Con la testa appoggiata all’indietro, contro le piastrelle, avrei potuto davvero addormentarmi in piedi. Invece cominciai a piangere e poi, in modo altrettanto involontario, a tossire. Sentii un bruciore intenso al petto, come in fondo al naso.
Infine uscii, mi asciugai e guardai di nuovo il corpo riflesso nello specchio. Non riuscii a vedere cicatrici o imperfezioni. Le braccia erano forti, ma con una muscolatura allungata, come quella del petto. Le gambe apparivano ben modellate. Il viso risultava davvero bello e la pelle scura quasi perfetta, benché non vi fosse rimasta traccia dell’adolescenza. Era decisamente il volto di un uomo: rettangolare, un po’ duro, ma gradevole, molto gradevole, forse grazie agli occhi grandi. Era anche un po’ ruvido. La barba stava crescendo. Bisognava radersi. Che seccatura.
«Eppure dovrebbe essere splendido», dissi ad alta voce. «Possiedi il corpo di un maschio di ventisei anni in condizioni perfette. Tuttavia è stato un incubo. Hai commesso uno stupido errore dopo l’altro. Perché non riesci ad affrontare questa sfida?
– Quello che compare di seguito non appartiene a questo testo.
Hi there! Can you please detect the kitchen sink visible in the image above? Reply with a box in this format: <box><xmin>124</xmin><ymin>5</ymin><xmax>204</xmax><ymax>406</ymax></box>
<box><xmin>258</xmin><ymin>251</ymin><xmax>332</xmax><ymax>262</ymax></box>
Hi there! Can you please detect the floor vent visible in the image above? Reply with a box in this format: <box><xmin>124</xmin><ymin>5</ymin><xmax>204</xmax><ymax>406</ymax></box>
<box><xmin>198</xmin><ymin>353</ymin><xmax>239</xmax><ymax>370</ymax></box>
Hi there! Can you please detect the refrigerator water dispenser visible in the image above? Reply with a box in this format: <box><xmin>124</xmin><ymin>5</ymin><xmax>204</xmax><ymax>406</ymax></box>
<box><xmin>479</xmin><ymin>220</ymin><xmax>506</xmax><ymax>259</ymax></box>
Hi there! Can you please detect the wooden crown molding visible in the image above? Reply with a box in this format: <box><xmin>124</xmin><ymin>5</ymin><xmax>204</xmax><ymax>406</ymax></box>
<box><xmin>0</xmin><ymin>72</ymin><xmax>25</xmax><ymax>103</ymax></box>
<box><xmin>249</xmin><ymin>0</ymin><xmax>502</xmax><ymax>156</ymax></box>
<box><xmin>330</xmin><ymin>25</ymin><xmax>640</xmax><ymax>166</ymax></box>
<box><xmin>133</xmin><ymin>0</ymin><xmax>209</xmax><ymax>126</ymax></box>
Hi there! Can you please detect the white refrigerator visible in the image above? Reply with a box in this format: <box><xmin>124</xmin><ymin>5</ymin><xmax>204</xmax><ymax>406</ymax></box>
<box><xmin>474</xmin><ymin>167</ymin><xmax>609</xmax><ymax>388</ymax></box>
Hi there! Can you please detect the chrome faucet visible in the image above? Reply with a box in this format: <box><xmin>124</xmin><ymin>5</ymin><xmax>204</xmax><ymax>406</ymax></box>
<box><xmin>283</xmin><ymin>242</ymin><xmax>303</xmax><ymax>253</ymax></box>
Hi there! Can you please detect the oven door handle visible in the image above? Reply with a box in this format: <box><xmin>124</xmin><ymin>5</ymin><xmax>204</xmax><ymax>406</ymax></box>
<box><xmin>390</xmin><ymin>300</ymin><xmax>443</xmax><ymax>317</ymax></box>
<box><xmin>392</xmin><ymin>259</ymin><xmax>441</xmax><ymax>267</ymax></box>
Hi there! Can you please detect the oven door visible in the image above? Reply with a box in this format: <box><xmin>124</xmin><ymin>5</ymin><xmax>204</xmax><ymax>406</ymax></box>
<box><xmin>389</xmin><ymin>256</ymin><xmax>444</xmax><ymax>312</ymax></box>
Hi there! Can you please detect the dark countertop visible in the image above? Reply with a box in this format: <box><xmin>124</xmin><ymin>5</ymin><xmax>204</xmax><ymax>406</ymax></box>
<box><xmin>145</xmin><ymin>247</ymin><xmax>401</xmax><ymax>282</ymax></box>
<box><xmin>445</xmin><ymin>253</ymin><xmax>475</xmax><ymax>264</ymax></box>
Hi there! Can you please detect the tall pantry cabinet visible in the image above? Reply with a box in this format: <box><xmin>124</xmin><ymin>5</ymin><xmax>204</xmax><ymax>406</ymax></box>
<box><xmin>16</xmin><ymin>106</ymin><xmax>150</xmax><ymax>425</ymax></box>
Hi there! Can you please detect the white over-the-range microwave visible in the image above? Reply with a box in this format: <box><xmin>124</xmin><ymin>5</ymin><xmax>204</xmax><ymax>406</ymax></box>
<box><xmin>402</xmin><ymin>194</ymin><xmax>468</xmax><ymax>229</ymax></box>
Dove sono la tua volontà e la tua forza?»
Mi sentivo intirizzito. Mojo si era addormentato sul pavimento in fondo al letto. Farò così anch’io, pensai: dormirò. Dormirò come un mortale e, al mio risveglio, la luce del giorno entrerà in questa stanza. Perfino se il ciclo fosse grigio, sarà meravigliosa. Sarà giorno. Vedrai il mondo di giorno come hai tanto desiderato in tutti questi anni, mi dissi. Dimentica tutta questa impervia fatica, dimentica le banalità e la paura.